David Zigmond: NHS stewardship—the missing personal factor

david_zigmond2In healthcare our systems of governance are increasingly developed and vaunted. Yet these are very different from our capacities for stewardship.

Inevitably and predictably, the recent party political conferences each designated the NHS as a crucial battleground: each claimed the better vision, ethos, and competence. Yet there is something recurrently missed by politicians, planners, and orbiting think tanks. It is the crux of personal attitudes, relationships, and investments: the human conductors of our best personal continuity of care.

In the last 25 years, these important but fragile human exchanges have struggled to survive; their professional habitat has been steadily displaced or destroyed. This has happened as collateral damage: the victims of successive systems of standardisation and mass management.
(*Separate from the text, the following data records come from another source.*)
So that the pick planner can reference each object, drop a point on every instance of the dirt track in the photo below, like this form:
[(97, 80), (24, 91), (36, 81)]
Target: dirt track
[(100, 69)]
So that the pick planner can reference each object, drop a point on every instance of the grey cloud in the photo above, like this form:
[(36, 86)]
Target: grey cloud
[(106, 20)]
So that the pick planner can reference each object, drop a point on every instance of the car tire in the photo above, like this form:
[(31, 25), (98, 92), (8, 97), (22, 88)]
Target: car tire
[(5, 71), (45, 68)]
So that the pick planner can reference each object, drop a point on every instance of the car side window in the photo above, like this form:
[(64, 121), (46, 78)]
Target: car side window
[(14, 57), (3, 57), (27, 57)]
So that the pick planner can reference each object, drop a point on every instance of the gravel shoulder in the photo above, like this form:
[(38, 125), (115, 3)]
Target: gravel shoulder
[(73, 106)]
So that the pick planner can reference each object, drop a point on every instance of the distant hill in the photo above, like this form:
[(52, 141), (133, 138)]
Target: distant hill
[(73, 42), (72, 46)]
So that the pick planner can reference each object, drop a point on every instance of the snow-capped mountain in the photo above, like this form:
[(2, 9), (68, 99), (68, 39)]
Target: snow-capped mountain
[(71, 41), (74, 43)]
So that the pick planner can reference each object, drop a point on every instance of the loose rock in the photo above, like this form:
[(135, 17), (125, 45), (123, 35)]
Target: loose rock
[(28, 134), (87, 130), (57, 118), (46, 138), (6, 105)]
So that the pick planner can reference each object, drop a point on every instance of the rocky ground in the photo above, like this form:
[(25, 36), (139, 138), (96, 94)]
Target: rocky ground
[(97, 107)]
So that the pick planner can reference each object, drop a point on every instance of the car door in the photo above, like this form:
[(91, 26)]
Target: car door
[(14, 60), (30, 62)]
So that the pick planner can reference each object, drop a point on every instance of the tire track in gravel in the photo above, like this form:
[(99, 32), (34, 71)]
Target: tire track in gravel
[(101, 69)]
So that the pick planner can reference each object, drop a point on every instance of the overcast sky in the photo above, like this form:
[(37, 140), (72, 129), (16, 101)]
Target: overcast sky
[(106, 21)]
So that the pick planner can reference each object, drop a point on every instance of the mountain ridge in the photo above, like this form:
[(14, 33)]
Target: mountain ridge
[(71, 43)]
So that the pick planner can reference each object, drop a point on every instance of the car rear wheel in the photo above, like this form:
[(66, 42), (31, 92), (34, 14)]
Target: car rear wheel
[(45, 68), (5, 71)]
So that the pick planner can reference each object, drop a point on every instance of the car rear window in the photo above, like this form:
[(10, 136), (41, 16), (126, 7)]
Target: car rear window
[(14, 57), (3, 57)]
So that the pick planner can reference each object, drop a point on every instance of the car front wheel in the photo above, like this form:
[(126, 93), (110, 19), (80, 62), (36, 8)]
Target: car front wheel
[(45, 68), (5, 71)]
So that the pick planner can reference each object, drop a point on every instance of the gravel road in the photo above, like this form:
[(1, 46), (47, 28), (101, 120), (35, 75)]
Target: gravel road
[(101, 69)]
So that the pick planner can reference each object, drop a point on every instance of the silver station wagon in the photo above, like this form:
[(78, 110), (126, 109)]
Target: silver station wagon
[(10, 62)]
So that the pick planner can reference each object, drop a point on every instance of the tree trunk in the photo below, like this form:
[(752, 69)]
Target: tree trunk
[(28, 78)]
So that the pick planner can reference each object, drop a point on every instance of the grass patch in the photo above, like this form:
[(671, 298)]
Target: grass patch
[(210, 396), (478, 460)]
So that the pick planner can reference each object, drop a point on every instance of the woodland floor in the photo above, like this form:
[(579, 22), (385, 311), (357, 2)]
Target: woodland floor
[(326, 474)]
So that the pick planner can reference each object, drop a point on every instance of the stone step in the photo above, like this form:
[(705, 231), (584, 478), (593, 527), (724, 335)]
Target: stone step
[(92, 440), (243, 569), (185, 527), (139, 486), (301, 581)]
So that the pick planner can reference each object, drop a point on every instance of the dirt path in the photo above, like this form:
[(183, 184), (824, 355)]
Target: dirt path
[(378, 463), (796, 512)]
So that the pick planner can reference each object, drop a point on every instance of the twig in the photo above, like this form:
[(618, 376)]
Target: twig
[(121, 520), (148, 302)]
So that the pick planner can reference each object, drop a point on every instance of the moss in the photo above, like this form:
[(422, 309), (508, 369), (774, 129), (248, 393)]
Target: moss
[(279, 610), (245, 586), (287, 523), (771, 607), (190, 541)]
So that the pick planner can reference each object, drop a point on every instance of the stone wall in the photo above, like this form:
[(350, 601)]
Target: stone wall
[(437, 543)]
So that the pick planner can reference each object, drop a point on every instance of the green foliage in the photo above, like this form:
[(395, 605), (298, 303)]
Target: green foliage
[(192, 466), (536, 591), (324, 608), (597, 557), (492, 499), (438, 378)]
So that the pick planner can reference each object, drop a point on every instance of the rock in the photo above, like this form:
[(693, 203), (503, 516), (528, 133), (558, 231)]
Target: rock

Of course, such governmental hegemony also has its place and merit, without it we would still be plagued by smallpox and poliomyelitis. But, however valuable, such an approach necessarily occupies an opposite pole to personal continuity of care. And it is the latter that constitutes the art, heart, and soul of our best—now increasingly lost—pastoral healthcare.

In the last half of my long career as a NHS doctor, I have found it more and more difficult to deliver care as a personal physician or family doctor. For the last decade my peers have overwhelmingly come to this view, but their fatigue and dispiritedness has mostly led to their public retreat rather than assertion. This is one small but ominous sign of the overgrowth of our healthcare governance.

Here is a growing conundrum: the quintessence of our best personal healthcare is often driven out or destroyed by the very defensive measures designed to protect us from bad practice. This happens because too much management and regulation crushes personal engagement, spirit, and responsibility. For these are human qualities and activities that must have a natural life. No amount of governance can directly produce these, yet too much governance can rapidly destroy them.

In our relationship with our natural environment we are having to learn how stewardship is very different from governance. In healthcare, too, the consequences of our being heedless of this distinction can soon accelerate beyond our capacities for imagination—and then retrieval.

David Zigmond is a GP in London.

Competing interests: I declare that I have read and understood the BMJ policy on declaration of interests and I have no relevant interests to declare.